FOX News pundit Megyn Kelly
On the Fox News Channel, opinion is presented as fact. Grasp that fine distinction and you're on your way to unlocking the whole tragic Rupert Murdoch enterprise.

Here's how it works -- last week Fox News pundit Megyn Kelly famously offered her opinion that pepper spray is a “food product essentially” on national television. Her host, Bill O’Reilly, nodded in agreement. In that way Kelly's opinion, with a cynical assist from O'Reilly, became a “fact” before our eyes.

Ricin poison comes from castor beans, and I suppose you could argue it's a food product too -- so why not go ahead and sprinkle some on your cornflakes Megyn? If you’re implying that we’re silly to be concerned about its effects, that is.

The subtext, the reason she apparently offered this lamentably craven nonsense, appeared to be an attempt to re-frame Lieutenant John Pike’s over the top assault of unarmed and peaceful students at UC Davis last week in the faint hope of repackaging him as a Good Samaritan.

He was just tossing a different kind of salad, Kelly inferred.  Go back to your sandbox, kids.

The Internet mocked Kelly mercilessly, as she richly deserved. “Mustard gas is essentially a condiment,” wrote one wag.

“Megyn Kelly regarding water boarding -- it's a shower, essentially,” wrote another.

Now there is an online petition heading toward 50,000 signatures requesting that Kelly back up her claim and consume as much (or as little) of the stuff as she can manage.

That's not a very nice request but it makes a worthwhile point -- the public is nauseated by the increasingly transparent Fox News house style.

Later, shocked by the unexpected public pillorying, Kelly clarified, “I think what happened was people didn’t watch the whole segment and assumed I was diminishing it. In no way did I mean to diminish what was happening.”

Then she added, “From a legal standpoint, I don’t know if the cops did anything wrong.”

But since when is pepper spraying non-violent protesting Americans at point blank anything but wrong? I must have missed the episode of The O’Reilly Factor when he decided we should emulate Egypt.

Speaking of Egypt, last week a non-partisan new survey of New Jersey voters compiled by Fairleigh Dickinson University came to an interesting conclusion -- Fox News viewers tend to be less informed about current events than people who don't watch any news at all.

Respondents to the university survey were asked whether opposition groups in Egypt had been successful in bringing down the Mubarak regime. Among the NPR listeners 68 percent correctly answered they had been, but only 49 percent of Fox News viewers answered the question correctly.

In fact it emerged Fox viewers were 18 percentage points less likely to answer correctly than those who watched no news at all, the survey found.

“The results show us that there is something about watching Fox News that leads people to do worse on these questions than those who don't watch any news at all,” Dan Cassino, a political science professor at Fairleigh Dickinson, told The Los Angles Times.
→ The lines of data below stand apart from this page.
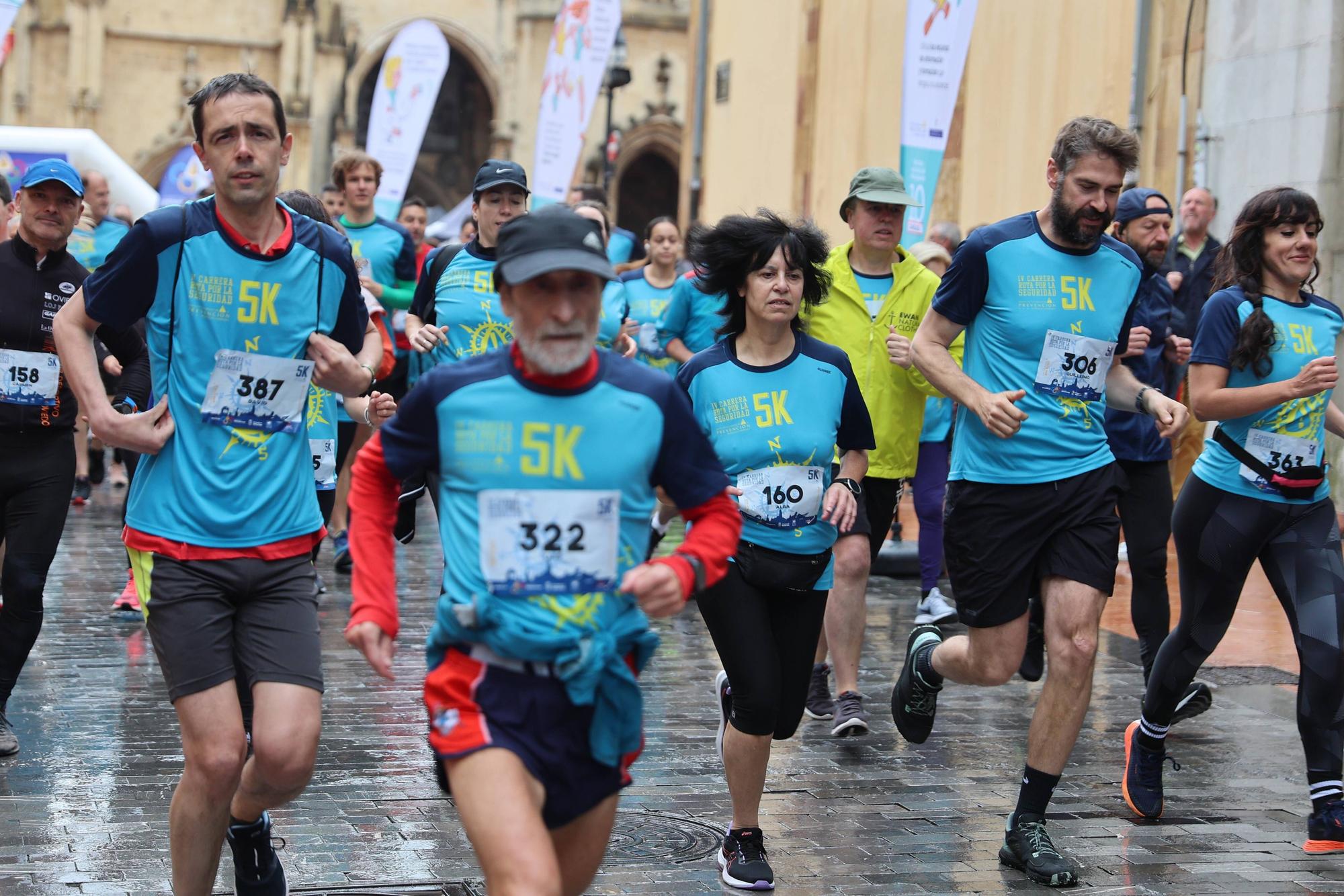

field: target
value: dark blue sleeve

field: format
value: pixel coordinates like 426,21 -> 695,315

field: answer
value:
650,380 -> 728,508
320,232 -> 368,355
931,234 -> 989,326
83,210 -> 165,329
1189,290 -> 1245,368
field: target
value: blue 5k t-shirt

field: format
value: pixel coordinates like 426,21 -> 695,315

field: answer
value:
1189,286 -> 1344,504
83,197 -> 368,548
677,333 -> 876,590
933,212 -> 1142,484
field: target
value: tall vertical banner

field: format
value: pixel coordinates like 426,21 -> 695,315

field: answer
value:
900,0 -> 977,246
532,0 -> 621,207
364,19 -> 448,219
0,0 -> 23,66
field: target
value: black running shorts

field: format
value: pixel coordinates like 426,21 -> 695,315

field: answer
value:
943,463 -> 1124,629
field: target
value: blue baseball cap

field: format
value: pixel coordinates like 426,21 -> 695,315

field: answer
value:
1116,187 -> 1172,224
19,159 -> 83,196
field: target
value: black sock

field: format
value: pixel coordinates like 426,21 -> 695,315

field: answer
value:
1306,768 -> 1344,811
915,643 -> 942,688
1013,766 -> 1059,819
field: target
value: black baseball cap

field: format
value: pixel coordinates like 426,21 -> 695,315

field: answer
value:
472,159 -> 532,196
495,206 -> 616,285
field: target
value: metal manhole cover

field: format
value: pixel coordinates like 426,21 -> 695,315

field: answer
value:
602,810 -> 723,866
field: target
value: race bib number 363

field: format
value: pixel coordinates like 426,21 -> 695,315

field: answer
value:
200,349 -> 313,433
476,489 -> 621,596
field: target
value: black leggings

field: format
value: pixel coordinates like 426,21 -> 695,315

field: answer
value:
1117,461 -> 1172,681
1144,476 -> 1344,780
696,563 -> 827,740
0,429 -> 75,709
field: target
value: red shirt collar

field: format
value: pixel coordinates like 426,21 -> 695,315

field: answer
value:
508,343 -> 597,388
215,203 -> 294,257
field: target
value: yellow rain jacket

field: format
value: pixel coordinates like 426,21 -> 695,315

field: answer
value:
806,240 -> 964,480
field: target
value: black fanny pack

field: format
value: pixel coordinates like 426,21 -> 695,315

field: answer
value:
1214,426 -> 1325,500
732,541 -> 831,591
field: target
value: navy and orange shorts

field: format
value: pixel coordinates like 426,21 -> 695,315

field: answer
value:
425,645 -> 640,830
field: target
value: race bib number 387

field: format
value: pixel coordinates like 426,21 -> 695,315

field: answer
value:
200,349 -> 313,433
477,489 -> 621,596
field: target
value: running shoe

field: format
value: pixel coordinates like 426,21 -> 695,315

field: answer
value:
719,827 -> 774,889
714,669 -> 732,763
0,709 -> 19,756
1120,719 -> 1180,818
1302,799 -> 1344,856
915,587 -> 957,626
70,476 -> 93,506
112,570 -> 141,615
831,690 -> 868,737
999,815 -> 1078,887
227,811 -> 289,896
1172,681 -> 1214,725
802,662 -> 836,719
1017,619 -> 1046,681
891,626 -> 942,744
332,532 -> 355,575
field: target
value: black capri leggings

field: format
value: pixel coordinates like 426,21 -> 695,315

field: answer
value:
696,563 -> 827,740
1144,476 -> 1344,780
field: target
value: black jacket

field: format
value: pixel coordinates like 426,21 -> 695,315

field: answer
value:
1161,234 -> 1223,339
0,235 -> 149,433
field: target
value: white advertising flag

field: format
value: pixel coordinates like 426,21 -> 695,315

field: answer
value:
364,19 -> 448,218
900,0 -> 977,246
531,0 -> 621,204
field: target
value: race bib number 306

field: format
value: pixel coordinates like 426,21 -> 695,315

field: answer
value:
476,489 -> 621,596
0,348 -> 60,407
1034,330 -> 1116,402
200,349 -> 313,433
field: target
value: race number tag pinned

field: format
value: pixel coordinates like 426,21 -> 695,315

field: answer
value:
308,439 -> 336,492
1034,330 -> 1116,402
738,465 -> 825,529
1241,430 -> 1321,494
0,348 -> 60,407
476,489 -> 621,596
200,348 -> 313,433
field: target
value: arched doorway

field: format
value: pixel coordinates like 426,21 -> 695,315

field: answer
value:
616,150 -> 679,236
355,42 -> 495,208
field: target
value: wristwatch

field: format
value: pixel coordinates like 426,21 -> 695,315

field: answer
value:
831,478 -> 863,497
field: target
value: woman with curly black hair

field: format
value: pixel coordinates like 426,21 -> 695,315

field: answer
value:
1122,187 -> 1344,853
677,210 -> 874,889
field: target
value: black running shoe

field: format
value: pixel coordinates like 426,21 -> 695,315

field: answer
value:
891,626 -> 942,744
719,827 -> 774,889
1120,719 -> 1180,818
999,815 -> 1078,887
226,811 -> 289,896
1172,681 -> 1214,725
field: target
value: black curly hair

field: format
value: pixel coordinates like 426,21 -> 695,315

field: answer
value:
687,208 -> 831,336
1212,187 -> 1325,377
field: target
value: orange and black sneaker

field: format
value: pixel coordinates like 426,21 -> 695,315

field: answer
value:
1302,799 -> 1344,856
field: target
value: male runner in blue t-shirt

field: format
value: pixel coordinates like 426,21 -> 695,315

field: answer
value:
891,117 -> 1185,887
55,74 -> 382,896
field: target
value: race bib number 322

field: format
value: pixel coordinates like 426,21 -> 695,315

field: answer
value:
477,489 -> 621,596
200,349 -> 313,433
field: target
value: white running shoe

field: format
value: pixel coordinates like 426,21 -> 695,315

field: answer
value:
915,588 -> 957,626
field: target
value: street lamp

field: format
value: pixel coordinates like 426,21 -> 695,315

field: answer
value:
602,28 -> 630,196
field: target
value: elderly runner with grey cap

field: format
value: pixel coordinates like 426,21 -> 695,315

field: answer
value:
345,207 -> 742,895
804,167 -> 961,737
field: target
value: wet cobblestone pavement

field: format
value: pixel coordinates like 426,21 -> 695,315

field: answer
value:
0,488 -> 1344,896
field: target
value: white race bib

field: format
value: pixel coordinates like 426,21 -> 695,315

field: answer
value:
0,348 -> 60,407
200,348 -> 313,433
1034,329 -> 1116,402
738,465 -> 825,529
308,439 -> 336,492
1241,430 -> 1321,494
476,489 -> 621,595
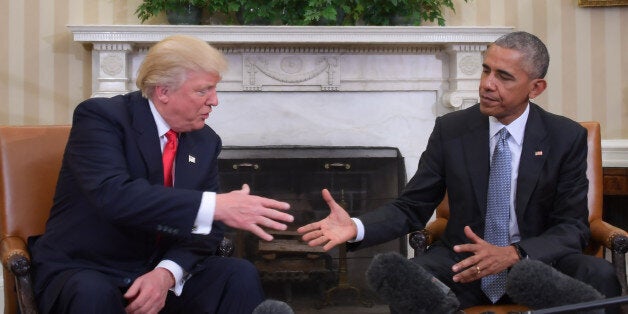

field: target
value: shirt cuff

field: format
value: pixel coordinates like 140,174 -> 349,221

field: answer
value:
155,260 -> 189,296
192,192 -> 216,234
348,218 -> 364,243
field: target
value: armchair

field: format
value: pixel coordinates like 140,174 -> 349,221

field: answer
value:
409,122 -> 628,313
0,125 -> 233,314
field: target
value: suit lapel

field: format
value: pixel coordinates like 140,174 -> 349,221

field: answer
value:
129,92 -> 164,184
515,103 -> 551,221
462,110 -> 489,213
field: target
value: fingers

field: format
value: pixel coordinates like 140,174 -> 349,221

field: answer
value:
260,197 -> 290,210
240,183 -> 251,194
297,222 -> 320,237
248,225 -> 273,241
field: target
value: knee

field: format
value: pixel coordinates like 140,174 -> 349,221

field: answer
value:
225,258 -> 259,285
58,273 -> 124,313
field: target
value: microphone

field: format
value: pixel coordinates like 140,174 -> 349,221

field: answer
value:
251,299 -> 294,314
366,252 -> 460,314
506,259 -> 604,313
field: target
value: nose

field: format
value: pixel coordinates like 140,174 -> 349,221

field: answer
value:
480,74 -> 495,90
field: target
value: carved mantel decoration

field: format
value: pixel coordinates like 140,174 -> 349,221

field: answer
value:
69,25 -> 511,108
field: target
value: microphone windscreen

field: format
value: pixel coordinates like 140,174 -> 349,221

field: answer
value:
506,259 -> 604,310
252,299 -> 294,314
366,252 -> 460,313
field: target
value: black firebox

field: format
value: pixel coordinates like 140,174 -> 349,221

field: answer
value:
218,146 -> 407,306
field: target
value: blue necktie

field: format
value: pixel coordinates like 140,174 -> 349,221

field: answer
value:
482,128 -> 511,303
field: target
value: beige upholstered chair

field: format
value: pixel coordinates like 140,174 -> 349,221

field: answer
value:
409,122 -> 628,314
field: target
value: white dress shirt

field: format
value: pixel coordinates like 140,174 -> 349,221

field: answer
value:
148,100 -> 216,295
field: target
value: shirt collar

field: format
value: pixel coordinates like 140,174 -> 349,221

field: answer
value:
488,103 -> 530,145
148,99 -> 170,137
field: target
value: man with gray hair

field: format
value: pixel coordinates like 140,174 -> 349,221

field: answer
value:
298,32 -> 620,313
29,36 -> 293,314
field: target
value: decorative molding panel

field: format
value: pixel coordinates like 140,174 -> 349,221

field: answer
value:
69,25 -> 512,178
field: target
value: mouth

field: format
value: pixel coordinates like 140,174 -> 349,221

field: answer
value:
480,95 -> 499,104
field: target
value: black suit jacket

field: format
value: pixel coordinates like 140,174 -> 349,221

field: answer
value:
31,92 -> 224,296
349,104 -> 590,263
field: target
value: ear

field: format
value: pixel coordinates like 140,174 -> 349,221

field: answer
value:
528,79 -> 547,99
153,85 -> 170,104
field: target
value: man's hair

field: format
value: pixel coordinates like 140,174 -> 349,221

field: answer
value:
136,35 -> 227,98
491,32 -> 549,79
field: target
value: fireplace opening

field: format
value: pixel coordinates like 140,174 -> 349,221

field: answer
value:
218,146 -> 407,308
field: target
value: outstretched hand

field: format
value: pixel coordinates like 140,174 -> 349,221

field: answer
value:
297,189 -> 358,251
214,184 -> 294,241
452,226 -> 519,283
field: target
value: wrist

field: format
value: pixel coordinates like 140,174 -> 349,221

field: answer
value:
156,267 -> 176,288
510,243 -> 528,260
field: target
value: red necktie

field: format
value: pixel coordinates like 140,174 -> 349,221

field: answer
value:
163,130 -> 177,186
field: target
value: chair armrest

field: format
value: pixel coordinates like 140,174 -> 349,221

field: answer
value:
591,219 -> 628,254
591,219 -> 628,294
0,236 -> 38,314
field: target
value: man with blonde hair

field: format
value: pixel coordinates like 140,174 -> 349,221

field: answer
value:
30,36 -> 293,314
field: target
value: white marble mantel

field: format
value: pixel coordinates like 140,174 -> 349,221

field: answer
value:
68,25 -> 512,175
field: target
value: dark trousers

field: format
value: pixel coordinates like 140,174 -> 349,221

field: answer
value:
412,245 -> 621,309
40,257 -> 264,314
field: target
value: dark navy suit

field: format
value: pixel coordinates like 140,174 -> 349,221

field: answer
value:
349,104 -> 619,306
31,92 -> 261,310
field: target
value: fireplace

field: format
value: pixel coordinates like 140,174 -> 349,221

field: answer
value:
219,146 -> 406,306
That means that instead of being just benignly, passively ignorant, watching Fox News actually leads to active ignorance, ignorance that is manifestly detrimental to your understanding of national politics and world events.

That’s quite an accomplishment. I wonder how they’d caption it at the station -- the most uninformed name in news?

Accusations of biased reporting against Fox are nothing new. A while back a Fox staffer forwarded an internal email to the press requesting that pundits always present an opposing view to settled facts.
Fox claims there’s a controversy about evolution among the world's scientists (this is not true). They claim there is a controversy among scientists about global warming (also not true).

On occasion they claim there are controversies about Christmas trees, Chaz Bono and even the president’s birth certificate. They question the president’s patriotism, his commitment to countering terrorism and even to the U.S. military. No one anywhere is making these claims except Fox and its hired hands.

So if you don't mind being purposefully misled by the people that you trust to give you the facts, if you don't mind being the subject of a massive confidence trick, then by all means tune in.